In this article, we hope to provide a reader's guide for those wanting to critically appraise studies of clinical applications of ML, particularly in the high-priority area of classification tasks to support its use in screening, diagnosis, and monitoring based on medical imaging. 
Questions to Consider
Was the Study Methodology Prespecified?
Prespecification of study methodology should include: a description of the unmet need, the intended place of the model within a diagnostic pathway, the inclusion/exclusion criteria, the approach to validation, primary and secondary outcomes that will be evaluated, power calculation, and the statistical analysis plan. 
A fundamental aspect of the study, key to the interpretation of its results, is to understand the intended use of the ML model in the diagnostic process. Will this test be used for triage or diagnosis? If used in a triage situation, specific test requirements relevant to mass screening could apply. Will this model be used as an isolated test, used in combination with other diagnostic elements (e.g., multimodal imaging), or used as an add-on or replacement test during the workup? If the ML model is a component of the diagnostic decision-tree, researchers should define how the information arising from the model fits within the overall diagnostic probability function.18,19 We call for the need to clarify a priori the purpose of the ML model and for authors to use this to guide selection of the optimal study design.20 
A priori reporting of the study methodology helps tackle a number of biases, including publication bias, where “negative” studies (i.e., those failing to reject the null hypothesis) are less likely to be published, and where the evidence base may be skewed in favor of models showing high performance.21 Additionally, selective reporting of outcomes may occur, whereby the study is reported but only includes those outcomes that show the model in the best light.22 This may be a particular pressure where a company holds a financial interest in a model and may profit from the exclusive reporting of positive outcomes. Both challenges may be addressed by the prospective registration of studies.23 Documenting the intended study methodology a priori enhances transparency.24 
Sample size and a statistical analysis plan should be prespecified. In a recent systematic review of deep learning studies, reporting of prespecified sample size calculation to ensure sufficient power was scarce.9 Although there is currently a lack of consensus on how to consider sample size in studies of ML models, it should still be prespecified according to the minimal clinical significant difference and the hypothesis of the study.25,26 
Is the Model Being Evaluated in its Intended Stage in the Care Pathway?

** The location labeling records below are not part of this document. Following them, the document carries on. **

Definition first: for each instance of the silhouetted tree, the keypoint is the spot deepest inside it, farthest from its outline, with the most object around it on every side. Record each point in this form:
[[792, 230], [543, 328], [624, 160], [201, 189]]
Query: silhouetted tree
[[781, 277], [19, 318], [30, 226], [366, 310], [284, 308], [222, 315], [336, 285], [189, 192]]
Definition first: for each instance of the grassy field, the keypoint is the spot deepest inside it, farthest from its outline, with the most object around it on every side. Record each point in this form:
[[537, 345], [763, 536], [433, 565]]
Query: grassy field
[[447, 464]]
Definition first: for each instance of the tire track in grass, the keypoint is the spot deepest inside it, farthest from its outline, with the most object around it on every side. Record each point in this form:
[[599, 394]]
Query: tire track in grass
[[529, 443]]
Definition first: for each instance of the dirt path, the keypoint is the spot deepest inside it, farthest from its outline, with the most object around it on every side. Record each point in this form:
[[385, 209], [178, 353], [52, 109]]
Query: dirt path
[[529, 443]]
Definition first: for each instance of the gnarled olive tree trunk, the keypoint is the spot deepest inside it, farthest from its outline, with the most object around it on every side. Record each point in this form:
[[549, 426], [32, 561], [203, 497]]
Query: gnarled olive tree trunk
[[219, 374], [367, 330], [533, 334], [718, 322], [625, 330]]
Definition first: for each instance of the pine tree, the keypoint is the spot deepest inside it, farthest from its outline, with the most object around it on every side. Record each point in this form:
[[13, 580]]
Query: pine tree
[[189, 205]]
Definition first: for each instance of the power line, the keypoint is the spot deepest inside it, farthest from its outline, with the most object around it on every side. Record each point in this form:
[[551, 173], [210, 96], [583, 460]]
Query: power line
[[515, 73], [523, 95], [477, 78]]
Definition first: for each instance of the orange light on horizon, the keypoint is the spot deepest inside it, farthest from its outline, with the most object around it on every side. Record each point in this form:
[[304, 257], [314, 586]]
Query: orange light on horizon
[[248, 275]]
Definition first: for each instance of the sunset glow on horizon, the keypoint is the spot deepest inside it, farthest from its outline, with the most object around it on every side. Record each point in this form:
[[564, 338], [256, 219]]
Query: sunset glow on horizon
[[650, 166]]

Diagnosis is a process of integrating information derived from various stages in the patient pathway. Each stage, whether it be the presenting history, clinical examination, or a series of investigations, constitutes an individual data point along a stepwise diagnostic process. At each step, there is a transition from a pretest to posttest disease probability, and it is the combination of information derived at each step that makes up the final diagnosis decision.27,28 
It is therefore important to understand where the dataset was generated from within a care pathway. For example, fluorescein angiography might only be ordered in those where OCT reveals suspicious findings. Consequently, pretest disease probability in patients undergoing fluorescein angiography is likely higher than those undergoing OCT. In the case of retrospective datasets containing routinely collected imaging data, this information is usually unavailable or is poorly recorded. Similarly, open-source data libraries (in ophthalmology, most notably the MESSIDOR dataset for fundus photographs29 and the OCT dataset from Guangzhou Medical University and Shiley Eye Institute30) may provide vast volumes of images, yet details on indication for the investigation is typically absent. 
Any new test, including ML models, developed using a given dataset should not be considered in isolation from its clinical pathway. When considering the validation of models based on a precurated dataset, it is important to ask: for what purpose was this dataset originally curated? And, does the disease probability within this cohort differ to the setting in which the model will be deployed? 
Do the Authors Provide Sufficient Clarity on How the Data Were Split?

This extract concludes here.